Question

A linearly polarized light of wavelength 590 nm is incident normally on the surface of a 20 μm thick quartz film. The plane of polarization makes an angle 30° with the optic axis. Refractive indices of ordinary and extraordinary waves differ by 0.0091, resulting in a phase difference of fπ between them after transmission. The value of f (rounded off to two decimal places) and the state of polarization of the transmitted light is

• A. 0.62 and linear
• B. 0.62 and elliptical
• C. -0.38 and elliptical
• D. 0.5 and circular

Answer 1

The Correct Option is B

To solve the problem, we need to determine the phase difference \(f\pi\) and the resulting state of polarization when linearly polarized light passes through the quartz film. 

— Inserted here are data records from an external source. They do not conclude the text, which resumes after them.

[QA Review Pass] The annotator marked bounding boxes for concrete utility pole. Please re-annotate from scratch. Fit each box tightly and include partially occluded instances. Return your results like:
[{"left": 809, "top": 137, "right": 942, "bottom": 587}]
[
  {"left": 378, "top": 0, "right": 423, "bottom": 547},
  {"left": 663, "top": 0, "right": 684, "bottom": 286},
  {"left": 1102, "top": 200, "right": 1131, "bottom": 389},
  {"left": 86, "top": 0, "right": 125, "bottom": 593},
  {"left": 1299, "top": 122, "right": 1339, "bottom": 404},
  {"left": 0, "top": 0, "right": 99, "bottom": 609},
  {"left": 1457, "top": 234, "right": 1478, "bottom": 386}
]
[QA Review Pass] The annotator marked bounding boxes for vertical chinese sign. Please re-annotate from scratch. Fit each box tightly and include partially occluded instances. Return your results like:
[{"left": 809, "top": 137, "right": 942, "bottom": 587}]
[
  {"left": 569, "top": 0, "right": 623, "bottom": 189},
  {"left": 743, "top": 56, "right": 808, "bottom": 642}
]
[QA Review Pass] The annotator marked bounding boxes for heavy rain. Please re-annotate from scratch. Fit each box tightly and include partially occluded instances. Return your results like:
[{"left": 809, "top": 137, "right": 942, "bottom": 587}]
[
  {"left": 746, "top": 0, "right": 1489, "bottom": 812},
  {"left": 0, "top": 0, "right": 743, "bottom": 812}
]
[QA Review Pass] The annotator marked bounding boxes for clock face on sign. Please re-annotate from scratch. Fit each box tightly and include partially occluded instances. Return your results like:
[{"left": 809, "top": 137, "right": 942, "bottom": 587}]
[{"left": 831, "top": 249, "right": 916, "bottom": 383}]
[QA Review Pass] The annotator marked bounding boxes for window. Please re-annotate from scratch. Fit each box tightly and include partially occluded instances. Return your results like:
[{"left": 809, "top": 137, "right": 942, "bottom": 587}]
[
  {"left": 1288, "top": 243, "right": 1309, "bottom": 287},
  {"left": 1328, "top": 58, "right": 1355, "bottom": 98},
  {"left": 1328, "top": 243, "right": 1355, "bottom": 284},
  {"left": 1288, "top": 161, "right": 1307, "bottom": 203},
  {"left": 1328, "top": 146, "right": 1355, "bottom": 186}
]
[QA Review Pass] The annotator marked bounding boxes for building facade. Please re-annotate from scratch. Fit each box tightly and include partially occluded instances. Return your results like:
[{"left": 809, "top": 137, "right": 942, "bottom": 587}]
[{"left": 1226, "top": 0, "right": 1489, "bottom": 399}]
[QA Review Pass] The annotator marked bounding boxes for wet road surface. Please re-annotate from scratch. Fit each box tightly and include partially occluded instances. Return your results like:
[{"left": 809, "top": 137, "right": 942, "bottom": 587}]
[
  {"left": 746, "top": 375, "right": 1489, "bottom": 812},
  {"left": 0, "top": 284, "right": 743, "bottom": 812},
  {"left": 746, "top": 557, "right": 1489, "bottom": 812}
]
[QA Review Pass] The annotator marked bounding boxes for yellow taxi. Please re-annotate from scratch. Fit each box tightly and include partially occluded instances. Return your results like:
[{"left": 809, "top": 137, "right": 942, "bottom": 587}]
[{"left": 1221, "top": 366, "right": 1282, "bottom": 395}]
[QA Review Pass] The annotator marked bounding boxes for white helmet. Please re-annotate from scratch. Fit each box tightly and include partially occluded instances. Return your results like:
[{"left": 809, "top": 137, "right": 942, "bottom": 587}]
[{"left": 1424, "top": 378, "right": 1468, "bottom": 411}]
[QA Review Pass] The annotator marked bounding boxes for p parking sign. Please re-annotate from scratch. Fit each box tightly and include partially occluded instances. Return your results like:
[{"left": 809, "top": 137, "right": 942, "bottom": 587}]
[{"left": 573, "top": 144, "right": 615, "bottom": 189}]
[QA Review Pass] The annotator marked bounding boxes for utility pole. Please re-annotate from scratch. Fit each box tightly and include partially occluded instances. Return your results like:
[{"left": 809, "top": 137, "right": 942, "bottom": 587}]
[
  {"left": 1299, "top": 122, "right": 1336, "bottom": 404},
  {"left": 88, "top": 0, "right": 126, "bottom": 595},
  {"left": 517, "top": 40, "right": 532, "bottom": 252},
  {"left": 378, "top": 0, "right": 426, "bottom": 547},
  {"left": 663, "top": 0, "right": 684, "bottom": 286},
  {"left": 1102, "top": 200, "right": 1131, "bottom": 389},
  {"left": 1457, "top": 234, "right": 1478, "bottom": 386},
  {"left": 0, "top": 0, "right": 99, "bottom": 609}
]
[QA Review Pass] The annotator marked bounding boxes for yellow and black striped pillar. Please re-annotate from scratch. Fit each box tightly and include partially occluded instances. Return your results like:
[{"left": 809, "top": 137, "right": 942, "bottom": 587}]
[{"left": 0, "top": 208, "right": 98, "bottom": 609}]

1. First, calculate the phase difference induced due to the difference in refractive indices between the ordinary and extraordinary waves. The refractive index difference given is \(0.0091\).
2. The formula for the phase difference \(\Delta = \left( \frac{2\pi}{\lambda} \right) t (n_e - n_o)\), where \(\lambda\) is the wavelength, \(t\) is the thickness of the film, \(n_e\) and \(n_o\) are the refractive indices of the extraordinary and ordinary waves respectively.
3. Substitute the values \(\lambda = 590 \, \text{nm} = 590 \times 10^{-9} \, \text{m}\), \(t = 20 \, \mu\text{m} = 20 \times 10^{-6} \, \text{m}\), and \(n_e - n_o = 0.0091\) into the formula.
4. Calculate the phase difference: \(\Delta = \left( \frac{2\pi}{590 \times 10^{-9}} \right) \times (20 \times 10^{-6}) \times 0.0091 = \frac{2\pi \times 20 \times 0.0091}{590} = \frac{0.182\pi}{590} = 0.62 \pi\)
5. The phase difference becomes \(f\pi\) where \(f = 0.62\).
6. Now, let's consider the state of polarization:
7. Initially, the light is linearly polarized and makes an angle of \(30^\circ\) with the optic axis.
8. After passing through the quartz film, the components of the light (ordinary and extraordinary) accumulate a phase difference.
9. A non-integral multiple of \(\pi\) (\(0.62\pi\) here) generally results in elliptical polarization, as the phase difference between components leads to an elliptical trace in the field vector.

Based on these calculations, the correct answer is 0.62 and elliptical.